The car gathered momentum again like their silence — and soon they were racing across the desert towards the steely glitter of stars, and a horizon stained black with the thunder of surf. Nessim, with this strange sleepy creature at his side, found himself thinking over and over again: ‘Thank God I am not a genius — for a genius has nobody in whom he can confide.’
The glances he snatched at her enabled him to study her, and to study me in her. Her loveliness must have disarmed and disturbed him as it had me. It was a beauty which filled one with the terrible premonition that it had been born to be a target for the forces of destruction. Perhaps he remembered an anecdote of Pursewarden’s in which she figured, for the latter had found her as Nessim himself had done, in the same stale cabaret; only on this particular evening she had been sitting in a row of dance-hostesses selling dance-tickets. Pursewarden, who was gravely drunk, took her to the floor and, after a moment’s silence, addressed her in his sad yet masterful way: ‘Comment vous défendez-vous contre la solitude?’ he asked her. Melissa turned upon him an eye replete with all the candour of experience and replied softly: ‘Monsieur, je suis devenue lasolitude même.’Pursewarden was sufficiently struck to remember and repeat this passage later to his friends, adding: ‘I suddenly thought to myself that here was a woman one might very well love.’ Yet he did not, as far as I know, take the risk of revisiting her, for the book was going well, and he recognized in the kindling of this sympathy a trick being played on him by the least intent part of his nature. He was writing about love at the time and did not wish to disturb the ideas he had formed on the subject. (‘I cannot fall in love’ he made a character exclaim ‘for I belong to that ancient secret society — the Jokers!’; and elsewhere speaking about his marriage he wrote: ‘I found that as well as displeasing another I also displeased myself; now, alone, I have only myself to displease. Joy!’)
Justine was still standing over me, watching my face as I composed these scorching scenes in my mind. ‘You will make some excuse’ she repeated hoarsely. ‘You will not go.’ It seemed to me impossible to find a way out of this predicament. ‘How can I refuse?’ I said. ‘How can you?’

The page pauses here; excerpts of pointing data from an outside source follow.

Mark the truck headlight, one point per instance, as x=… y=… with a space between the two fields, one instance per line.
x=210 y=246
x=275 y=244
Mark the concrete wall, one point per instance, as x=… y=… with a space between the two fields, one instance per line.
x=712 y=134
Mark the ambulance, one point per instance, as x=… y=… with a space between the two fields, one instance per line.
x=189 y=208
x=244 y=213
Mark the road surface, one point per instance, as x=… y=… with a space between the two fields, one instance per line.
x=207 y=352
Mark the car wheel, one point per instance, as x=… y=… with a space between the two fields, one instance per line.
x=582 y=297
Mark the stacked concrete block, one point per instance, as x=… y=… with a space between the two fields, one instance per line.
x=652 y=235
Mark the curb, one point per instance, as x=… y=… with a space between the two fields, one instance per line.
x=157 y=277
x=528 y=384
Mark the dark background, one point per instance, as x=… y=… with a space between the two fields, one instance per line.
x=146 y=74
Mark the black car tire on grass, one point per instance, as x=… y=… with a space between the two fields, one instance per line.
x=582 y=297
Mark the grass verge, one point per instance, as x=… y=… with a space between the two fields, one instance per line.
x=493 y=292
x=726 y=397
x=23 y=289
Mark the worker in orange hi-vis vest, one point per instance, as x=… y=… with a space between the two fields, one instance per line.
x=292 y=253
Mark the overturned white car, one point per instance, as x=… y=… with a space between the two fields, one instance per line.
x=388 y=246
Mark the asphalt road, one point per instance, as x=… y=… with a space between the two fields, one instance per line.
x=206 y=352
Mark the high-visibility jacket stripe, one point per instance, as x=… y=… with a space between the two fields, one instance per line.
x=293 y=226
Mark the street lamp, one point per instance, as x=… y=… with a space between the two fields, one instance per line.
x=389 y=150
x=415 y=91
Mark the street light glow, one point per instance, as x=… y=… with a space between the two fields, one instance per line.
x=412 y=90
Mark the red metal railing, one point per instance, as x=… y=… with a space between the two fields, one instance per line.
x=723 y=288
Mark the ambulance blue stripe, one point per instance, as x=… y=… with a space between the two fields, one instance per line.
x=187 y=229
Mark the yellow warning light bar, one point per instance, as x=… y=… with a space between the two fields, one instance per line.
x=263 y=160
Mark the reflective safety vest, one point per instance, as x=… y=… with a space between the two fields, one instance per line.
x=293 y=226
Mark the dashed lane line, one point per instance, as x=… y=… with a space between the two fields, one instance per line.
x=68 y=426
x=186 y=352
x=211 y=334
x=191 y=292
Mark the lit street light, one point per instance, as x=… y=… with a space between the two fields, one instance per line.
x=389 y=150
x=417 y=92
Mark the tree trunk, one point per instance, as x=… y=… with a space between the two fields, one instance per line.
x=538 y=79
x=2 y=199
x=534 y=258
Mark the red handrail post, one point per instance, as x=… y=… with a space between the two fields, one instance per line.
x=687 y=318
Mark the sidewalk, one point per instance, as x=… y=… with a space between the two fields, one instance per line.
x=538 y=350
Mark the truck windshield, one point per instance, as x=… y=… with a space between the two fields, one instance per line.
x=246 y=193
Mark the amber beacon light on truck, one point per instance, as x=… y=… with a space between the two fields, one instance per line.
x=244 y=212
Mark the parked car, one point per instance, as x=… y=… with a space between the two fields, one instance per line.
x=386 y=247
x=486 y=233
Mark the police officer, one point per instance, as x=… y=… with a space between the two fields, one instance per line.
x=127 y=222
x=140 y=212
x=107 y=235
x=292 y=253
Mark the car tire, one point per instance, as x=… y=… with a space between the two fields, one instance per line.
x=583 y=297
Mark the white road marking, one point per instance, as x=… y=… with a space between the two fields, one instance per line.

They had driven across that warm, tideless desert night, Nessim and Melissa, consumed by a sudden sympathy for each other, yet speechless. On the last scarp before Bourg El Arab he switched off the engine and let the car roll off the road. ‘Come’ he said. ‘I want to show you Justine’s Summer Palace.’
Hand in hand they took the road to the little house. The caretaker was asleep but he had the key. The rooms smelt damp and uninhabited, but were full of light reflected from the white dunes. It was not long before he had kindled a fire of thorns in the great fireplace, and taking his old abba from the cupboard he clothed himself in it and sat down before it saying: ‘Tell me now, Melissa, who sent you to persecute me?’ He meant it as a joke but forgot to smile, and Melissa turned crimson with shame and bit her lip. They sat there for a long time enjoying the firelight and the sensation of sharing something — their common hopelessness.
(Justine stubbed out her cigarette and got slowly out of bed. She began to walk slowly up and down the carpet. Fear had overcome her and I could see that it was only with an effort that she overcame the need for a characteristic outburst. ‘I have done so many things in my life’ she said to the mirror. ‘Evil things, perhaps. But never inattentively, never wastefully. I’ve always thought of acts as messages, wishes from the past to the future, which invited self-discovery. Was I wrong? Was I wrong?’ It was not to me she addressed the question now but to Nessim. It is so much easier to address questions intended for one’s husband to one’s lover. ‘As for the dead’ she went on after a moment, ‘I have always thought that the dead think of us as dead. They have rejoined the living after this trifling excursion into quasi-life.’ Hamid was stirring now and she turned to her clothes in a panic. ‘So you must go’ she said sadly, ‘and so must I. You are right. We must go.’ And then turning to the mirror to complete her toilet she added: ‘Another grey hair’ studying that wicked fashionable face.